Pas de crème solaire pour se protéger
Sur l’île déserte, pas de crème solaire mais, pourtant, des bains de soleil prolongés, qui laissent la peau cuisante. Les « visages marbrés de soleil » sont tournés vers Ralph, le chef incontesté... Incontesté… enfin, pas pour très longtemps. L’emploi du temps établi par ce chef auto-proclamé n’est guère réjouissant. Jack va rapidement mettre son grain de sable (on est sur une île ne l’oublions pas !) dans une machine qui crachote tout de même un peu. Ce garçon, aux cheveux blond-roux, verra son capillaire prendre une « teinte plus claire », au fil des expositions UV. « De nombreuses taches de rousseur couvraient son dos nu où la peau pelait sous les coups de soleil. » Ce garçon, qui n’est pas douillet, va entrer en rébellion avec le porteur de conque... Jack est pour le retour à la vie sauvage.
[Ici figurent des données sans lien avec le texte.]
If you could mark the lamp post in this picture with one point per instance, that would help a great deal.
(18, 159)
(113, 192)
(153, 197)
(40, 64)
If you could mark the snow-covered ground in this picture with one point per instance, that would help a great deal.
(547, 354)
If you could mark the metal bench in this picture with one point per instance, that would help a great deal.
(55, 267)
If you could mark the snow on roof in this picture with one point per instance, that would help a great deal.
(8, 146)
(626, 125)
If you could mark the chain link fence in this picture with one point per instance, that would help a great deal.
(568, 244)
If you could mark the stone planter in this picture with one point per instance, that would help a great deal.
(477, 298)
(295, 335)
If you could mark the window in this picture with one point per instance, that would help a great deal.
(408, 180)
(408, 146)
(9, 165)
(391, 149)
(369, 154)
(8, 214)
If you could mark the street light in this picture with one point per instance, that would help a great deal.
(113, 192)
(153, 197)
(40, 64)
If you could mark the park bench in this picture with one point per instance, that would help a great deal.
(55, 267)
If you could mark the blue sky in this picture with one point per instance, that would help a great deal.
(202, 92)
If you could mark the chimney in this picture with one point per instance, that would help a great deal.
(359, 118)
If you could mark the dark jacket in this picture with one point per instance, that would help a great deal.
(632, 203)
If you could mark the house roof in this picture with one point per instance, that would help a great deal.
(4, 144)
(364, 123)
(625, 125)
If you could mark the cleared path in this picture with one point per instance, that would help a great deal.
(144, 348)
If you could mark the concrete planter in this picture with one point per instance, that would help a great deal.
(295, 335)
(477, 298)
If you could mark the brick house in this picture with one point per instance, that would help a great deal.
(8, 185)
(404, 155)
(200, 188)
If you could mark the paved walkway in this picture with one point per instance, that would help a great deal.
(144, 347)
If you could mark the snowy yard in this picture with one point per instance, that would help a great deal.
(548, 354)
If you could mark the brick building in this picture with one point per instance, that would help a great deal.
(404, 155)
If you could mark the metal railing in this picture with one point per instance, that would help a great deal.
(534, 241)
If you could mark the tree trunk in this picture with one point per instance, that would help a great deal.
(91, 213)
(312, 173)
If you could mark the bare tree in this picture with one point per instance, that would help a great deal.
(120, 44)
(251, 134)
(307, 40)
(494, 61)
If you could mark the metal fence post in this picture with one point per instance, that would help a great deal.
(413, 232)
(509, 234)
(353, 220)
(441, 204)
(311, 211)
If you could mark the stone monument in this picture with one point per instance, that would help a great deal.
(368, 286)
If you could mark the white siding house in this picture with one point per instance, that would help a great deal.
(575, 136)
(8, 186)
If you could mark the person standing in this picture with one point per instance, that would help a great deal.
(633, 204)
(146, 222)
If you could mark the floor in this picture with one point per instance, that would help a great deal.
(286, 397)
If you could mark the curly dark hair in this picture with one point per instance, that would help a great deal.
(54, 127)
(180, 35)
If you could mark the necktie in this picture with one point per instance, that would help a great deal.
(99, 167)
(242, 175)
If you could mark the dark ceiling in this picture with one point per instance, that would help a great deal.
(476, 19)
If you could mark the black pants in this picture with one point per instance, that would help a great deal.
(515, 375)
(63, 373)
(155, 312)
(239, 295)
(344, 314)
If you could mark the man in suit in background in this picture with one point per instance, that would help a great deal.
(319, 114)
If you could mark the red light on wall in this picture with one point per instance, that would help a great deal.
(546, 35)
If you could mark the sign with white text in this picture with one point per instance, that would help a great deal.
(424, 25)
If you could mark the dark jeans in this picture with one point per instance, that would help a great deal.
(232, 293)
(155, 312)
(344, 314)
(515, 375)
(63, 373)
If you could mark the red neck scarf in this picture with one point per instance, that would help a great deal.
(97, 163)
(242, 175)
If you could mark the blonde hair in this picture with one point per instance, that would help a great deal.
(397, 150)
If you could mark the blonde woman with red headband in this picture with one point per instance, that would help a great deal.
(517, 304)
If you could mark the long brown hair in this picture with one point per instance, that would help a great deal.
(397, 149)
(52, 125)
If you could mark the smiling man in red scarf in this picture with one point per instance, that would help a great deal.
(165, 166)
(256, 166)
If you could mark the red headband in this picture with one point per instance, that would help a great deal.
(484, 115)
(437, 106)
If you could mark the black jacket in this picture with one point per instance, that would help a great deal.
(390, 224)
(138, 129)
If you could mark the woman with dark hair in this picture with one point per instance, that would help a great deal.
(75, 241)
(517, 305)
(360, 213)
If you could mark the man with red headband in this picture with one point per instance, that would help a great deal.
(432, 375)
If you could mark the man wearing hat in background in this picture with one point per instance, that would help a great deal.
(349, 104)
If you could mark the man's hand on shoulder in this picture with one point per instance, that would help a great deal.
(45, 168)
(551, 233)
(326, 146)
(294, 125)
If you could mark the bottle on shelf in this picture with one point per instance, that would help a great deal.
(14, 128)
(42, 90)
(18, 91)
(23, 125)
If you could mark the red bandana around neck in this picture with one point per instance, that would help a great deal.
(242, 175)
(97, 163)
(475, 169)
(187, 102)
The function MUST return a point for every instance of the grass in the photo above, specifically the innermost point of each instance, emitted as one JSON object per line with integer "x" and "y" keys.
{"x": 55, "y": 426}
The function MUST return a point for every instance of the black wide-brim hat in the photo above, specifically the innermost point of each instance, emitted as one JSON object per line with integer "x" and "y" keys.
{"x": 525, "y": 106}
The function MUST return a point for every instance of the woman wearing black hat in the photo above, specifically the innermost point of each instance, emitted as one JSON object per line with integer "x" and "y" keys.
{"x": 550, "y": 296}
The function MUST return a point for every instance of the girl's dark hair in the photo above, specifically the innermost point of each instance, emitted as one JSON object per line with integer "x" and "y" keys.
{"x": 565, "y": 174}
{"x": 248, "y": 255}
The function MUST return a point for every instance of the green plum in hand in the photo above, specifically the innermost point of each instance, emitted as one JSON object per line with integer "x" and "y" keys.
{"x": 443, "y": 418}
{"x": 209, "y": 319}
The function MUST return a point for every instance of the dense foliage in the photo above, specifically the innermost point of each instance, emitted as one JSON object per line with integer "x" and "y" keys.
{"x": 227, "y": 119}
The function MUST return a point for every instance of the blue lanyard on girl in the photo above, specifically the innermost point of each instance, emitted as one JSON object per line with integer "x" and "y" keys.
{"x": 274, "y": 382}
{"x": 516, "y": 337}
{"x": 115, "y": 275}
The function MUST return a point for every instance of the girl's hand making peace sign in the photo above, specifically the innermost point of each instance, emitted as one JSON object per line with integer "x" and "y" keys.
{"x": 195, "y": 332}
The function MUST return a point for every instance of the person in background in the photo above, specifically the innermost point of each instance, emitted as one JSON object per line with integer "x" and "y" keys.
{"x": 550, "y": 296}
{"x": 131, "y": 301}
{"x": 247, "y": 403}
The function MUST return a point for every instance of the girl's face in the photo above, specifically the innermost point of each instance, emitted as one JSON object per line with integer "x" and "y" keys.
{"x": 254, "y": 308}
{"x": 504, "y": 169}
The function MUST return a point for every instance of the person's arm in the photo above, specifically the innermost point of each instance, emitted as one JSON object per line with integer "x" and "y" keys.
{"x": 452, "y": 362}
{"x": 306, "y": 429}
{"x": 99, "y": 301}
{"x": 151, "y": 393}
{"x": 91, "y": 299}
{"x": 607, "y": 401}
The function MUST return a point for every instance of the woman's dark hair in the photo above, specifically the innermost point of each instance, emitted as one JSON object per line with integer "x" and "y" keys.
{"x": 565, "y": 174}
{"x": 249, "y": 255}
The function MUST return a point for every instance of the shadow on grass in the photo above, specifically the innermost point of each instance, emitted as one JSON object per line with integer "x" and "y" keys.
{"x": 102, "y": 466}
Désormais, son bonheur va consister à traquer les cochons sauvages et à les égorger de manière cruelle. Au fil du temps, les épidermes finiront tout de même par bronzer, tant bien que mal.
Pas de savon... mais des bulles de savon !
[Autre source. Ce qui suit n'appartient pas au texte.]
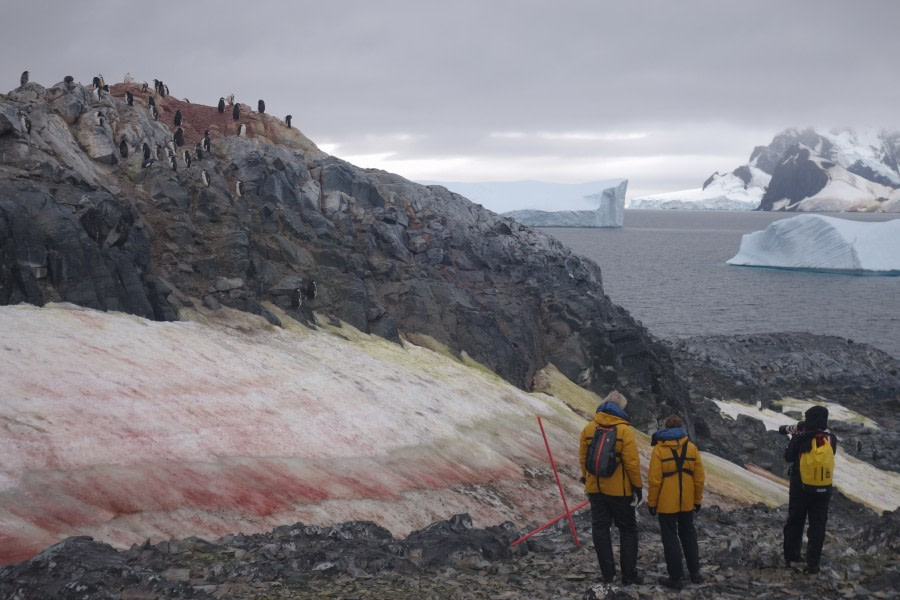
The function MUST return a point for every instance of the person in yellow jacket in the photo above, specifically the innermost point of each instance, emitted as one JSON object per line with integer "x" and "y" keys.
{"x": 676, "y": 493}
{"x": 611, "y": 497}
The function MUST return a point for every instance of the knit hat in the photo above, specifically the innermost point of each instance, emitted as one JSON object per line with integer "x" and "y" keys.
{"x": 617, "y": 398}
{"x": 817, "y": 418}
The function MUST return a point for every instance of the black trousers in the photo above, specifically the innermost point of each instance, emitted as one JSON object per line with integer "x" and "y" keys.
{"x": 606, "y": 510}
{"x": 803, "y": 505}
{"x": 679, "y": 538}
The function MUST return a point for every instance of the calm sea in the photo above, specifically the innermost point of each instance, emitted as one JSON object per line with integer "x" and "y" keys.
{"x": 667, "y": 268}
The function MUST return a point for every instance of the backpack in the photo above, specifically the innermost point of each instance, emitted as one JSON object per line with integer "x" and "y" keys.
{"x": 601, "y": 459}
{"x": 679, "y": 468}
{"x": 817, "y": 464}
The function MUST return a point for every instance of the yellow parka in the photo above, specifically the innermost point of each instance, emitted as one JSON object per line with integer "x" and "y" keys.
{"x": 663, "y": 477}
{"x": 628, "y": 472}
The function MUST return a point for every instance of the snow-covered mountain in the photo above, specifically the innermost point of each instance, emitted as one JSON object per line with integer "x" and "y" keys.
{"x": 802, "y": 170}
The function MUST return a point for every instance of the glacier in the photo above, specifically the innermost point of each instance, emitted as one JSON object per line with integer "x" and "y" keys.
{"x": 821, "y": 243}
{"x": 722, "y": 192}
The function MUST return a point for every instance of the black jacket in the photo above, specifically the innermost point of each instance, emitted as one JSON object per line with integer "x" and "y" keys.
{"x": 799, "y": 444}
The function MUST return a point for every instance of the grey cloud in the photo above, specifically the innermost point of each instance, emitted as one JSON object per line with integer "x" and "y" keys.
{"x": 703, "y": 77}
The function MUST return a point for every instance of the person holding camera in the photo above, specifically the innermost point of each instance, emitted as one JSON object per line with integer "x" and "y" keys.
{"x": 613, "y": 498}
{"x": 676, "y": 492}
{"x": 810, "y": 490}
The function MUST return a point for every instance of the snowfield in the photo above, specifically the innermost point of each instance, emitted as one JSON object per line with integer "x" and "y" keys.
{"x": 127, "y": 429}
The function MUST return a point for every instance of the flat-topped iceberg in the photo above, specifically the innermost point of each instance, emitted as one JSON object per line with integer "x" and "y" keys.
{"x": 820, "y": 243}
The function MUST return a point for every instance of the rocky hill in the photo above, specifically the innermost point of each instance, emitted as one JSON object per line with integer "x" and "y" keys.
{"x": 232, "y": 411}
{"x": 80, "y": 222}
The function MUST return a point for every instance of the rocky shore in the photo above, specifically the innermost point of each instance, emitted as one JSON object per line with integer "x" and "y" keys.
{"x": 740, "y": 556}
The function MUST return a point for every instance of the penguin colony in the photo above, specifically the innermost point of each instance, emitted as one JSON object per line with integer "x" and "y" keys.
{"x": 151, "y": 156}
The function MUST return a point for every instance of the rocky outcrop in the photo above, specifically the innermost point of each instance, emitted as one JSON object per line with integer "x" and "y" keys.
{"x": 740, "y": 553}
{"x": 764, "y": 368}
{"x": 86, "y": 225}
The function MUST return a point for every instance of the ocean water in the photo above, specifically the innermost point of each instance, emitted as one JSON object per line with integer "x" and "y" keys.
{"x": 667, "y": 268}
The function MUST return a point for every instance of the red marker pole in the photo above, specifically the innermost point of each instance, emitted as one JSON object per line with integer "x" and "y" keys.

Cette île est pleine de mystère, de mirages... On croit voir sortir de l’eau des terres... qui n’ont rien de réel. Des mirages, en réalité. Des mirages qui s’évanouissent « comme une bulle de savon ».
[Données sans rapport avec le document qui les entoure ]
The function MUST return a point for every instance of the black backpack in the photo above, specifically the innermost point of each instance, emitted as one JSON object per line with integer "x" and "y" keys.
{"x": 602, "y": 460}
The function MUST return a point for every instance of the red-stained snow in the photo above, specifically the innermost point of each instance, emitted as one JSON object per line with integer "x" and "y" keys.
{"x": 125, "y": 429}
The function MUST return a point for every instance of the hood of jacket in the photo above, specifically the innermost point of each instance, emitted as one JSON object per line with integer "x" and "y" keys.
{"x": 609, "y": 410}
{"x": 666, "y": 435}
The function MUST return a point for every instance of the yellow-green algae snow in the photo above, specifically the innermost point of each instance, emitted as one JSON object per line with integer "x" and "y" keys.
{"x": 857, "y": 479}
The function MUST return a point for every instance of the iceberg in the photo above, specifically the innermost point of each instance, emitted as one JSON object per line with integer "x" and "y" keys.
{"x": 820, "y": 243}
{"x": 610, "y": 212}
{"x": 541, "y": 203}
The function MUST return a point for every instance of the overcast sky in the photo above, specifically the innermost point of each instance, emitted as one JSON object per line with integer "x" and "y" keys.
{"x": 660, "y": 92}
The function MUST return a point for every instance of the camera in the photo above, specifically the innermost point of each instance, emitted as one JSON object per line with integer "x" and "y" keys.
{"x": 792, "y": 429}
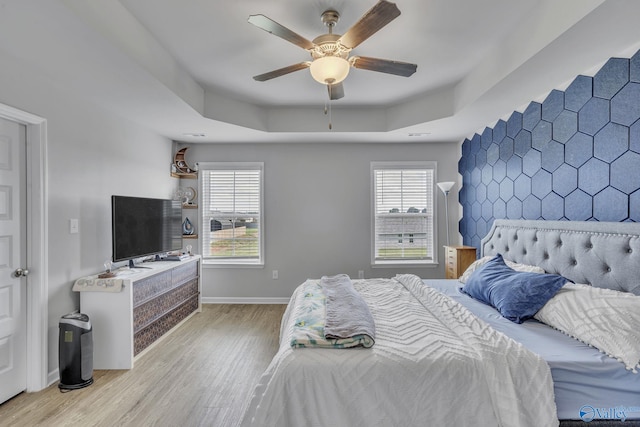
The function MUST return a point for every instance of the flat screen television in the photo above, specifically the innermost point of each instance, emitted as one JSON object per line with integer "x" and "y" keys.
{"x": 143, "y": 227}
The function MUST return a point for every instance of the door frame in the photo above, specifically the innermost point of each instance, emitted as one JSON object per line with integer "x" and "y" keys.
{"x": 37, "y": 245}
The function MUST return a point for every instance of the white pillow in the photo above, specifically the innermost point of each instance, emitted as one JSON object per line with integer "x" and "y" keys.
{"x": 513, "y": 265}
{"x": 603, "y": 318}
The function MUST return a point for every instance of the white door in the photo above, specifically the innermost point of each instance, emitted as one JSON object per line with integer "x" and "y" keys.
{"x": 13, "y": 313}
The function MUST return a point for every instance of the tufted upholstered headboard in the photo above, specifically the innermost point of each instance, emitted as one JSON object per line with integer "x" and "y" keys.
{"x": 602, "y": 254}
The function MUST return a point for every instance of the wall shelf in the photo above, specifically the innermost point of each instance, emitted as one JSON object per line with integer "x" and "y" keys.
{"x": 184, "y": 175}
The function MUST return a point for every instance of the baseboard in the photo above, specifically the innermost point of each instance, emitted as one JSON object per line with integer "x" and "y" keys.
{"x": 242, "y": 300}
{"x": 53, "y": 376}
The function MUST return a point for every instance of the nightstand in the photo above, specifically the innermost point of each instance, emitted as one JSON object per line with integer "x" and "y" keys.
{"x": 457, "y": 259}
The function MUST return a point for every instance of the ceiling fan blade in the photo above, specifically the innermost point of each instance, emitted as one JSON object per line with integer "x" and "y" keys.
{"x": 372, "y": 21}
{"x": 398, "y": 68}
{"x": 336, "y": 91}
{"x": 281, "y": 71}
{"x": 271, "y": 26}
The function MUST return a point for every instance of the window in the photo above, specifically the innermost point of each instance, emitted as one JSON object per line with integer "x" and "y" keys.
{"x": 232, "y": 213}
{"x": 403, "y": 210}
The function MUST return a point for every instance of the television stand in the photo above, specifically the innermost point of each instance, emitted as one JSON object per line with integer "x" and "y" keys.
{"x": 133, "y": 265}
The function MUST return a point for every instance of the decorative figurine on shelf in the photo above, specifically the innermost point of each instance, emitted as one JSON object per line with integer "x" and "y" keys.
{"x": 187, "y": 227}
{"x": 107, "y": 273}
{"x": 181, "y": 163}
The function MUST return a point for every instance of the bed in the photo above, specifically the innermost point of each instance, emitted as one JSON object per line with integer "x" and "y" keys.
{"x": 442, "y": 357}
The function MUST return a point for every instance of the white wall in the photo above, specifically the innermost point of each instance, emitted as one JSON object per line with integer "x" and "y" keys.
{"x": 317, "y": 213}
{"x": 92, "y": 154}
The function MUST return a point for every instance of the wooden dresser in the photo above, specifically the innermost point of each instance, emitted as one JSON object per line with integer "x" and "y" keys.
{"x": 457, "y": 259}
{"x": 153, "y": 301}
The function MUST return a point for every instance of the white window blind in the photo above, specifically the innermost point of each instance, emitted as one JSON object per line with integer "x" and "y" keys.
{"x": 232, "y": 205}
{"x": 403, "y": 213}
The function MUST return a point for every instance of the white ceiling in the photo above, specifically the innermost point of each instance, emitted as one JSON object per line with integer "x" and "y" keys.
{"x": 185, "y": 67}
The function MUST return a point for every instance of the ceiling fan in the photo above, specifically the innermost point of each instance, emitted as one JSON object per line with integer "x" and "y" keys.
{"x": 330, "y": 62}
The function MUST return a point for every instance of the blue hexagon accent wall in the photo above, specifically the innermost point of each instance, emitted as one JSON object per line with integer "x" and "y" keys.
{"x": 575, "y": 156}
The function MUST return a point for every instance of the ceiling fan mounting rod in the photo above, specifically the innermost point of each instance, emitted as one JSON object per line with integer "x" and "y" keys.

Pas de savon... et une saleté repoussante !
« [...] ils étaient bronzés et d’une saleté repoussante. » Cet état de saleté pèse sur le moral de Ralph. « Accablé par la température, exceptionnelle même pour leur île, Ralph fit des rêves de propreté. Il aurait voulu posséder des ciseaux pour se couper les cheveux - il les rejeta en arrière - couper en brosse cette masse crasseuse. Il aurait voulu prendre un bain et se vautrer dans la mousse de savon. Il passa sa langue sur ses dents et décida qu’un bon dentifrice ne serait pas du luxe. »
Teint naturel ou peinture de guerre ?
Entre Ralph, le garçon nature, et Jack, le guerrier aux peintures corporelles agressives, un gouffre. Avec de l’argile blanche, de la terre rouge et du charbon de bois, Ralph se concocte un masque belliqueux. « Jack essaya un nouveau maquillage. Il peignit en blanc une joue et le tour de l’œil, puis il enduisit de rouge l’autre côté de son visage et barra le tout d’un trait de charbon de l’oreille droite à la mâchoire gauche. ». « Affranchis par l’anonymat du masque de peinture, rien n’empêchait les garçons de devenir des sauvages. » Et des sauvages, croyez-nous, Jack et sa bande ne vont pas tarder à le devenir totalement.
Les pro et les anti-cosmétiques, les pro et les anti-maquillage
Chez William Golding, le monde est binaire. Il y a ceux qui rêvent de bains moussants, de dentifrices, de produits d’hygiène. Il y a ceux qui rêvent de peintures de guerre, de maquillage à faire peur. Il y a ceux qui bronzent et ceux qui brûlent. Il y a ceux qui ont les moyens de faire du feu et ceux qui ne l’ont pas. Il y a ceux qui mettent tout en œuvre pour s’en sortir et ceux qui se voient bien finir leur vie à l’état sauvage. Il y a les doux et les moins doux voire pas doux du tout. On peut adapter le contenu de ce livre à la vie sociale, à la vie de travail, au domaine cosmétique...
Sa Majesté des Mouches, point final
Allez, on ne résiste pas à vendre la mèche... Ralph et ses camarades ne vieilliront pas sur cette île. Un officier finira par les découvrir et rêvera de plonger toute la marmaille dans un bain salvateur. « Le gosse avait besoin d’un bain, d’une coupe de cheveux, d’un mouchoir et de beaucoup de pommade sur tout le corps. » Pas si facile que cela d’avoir les responsabilités d’un adulte lorsque l’on n’a que 12 ans !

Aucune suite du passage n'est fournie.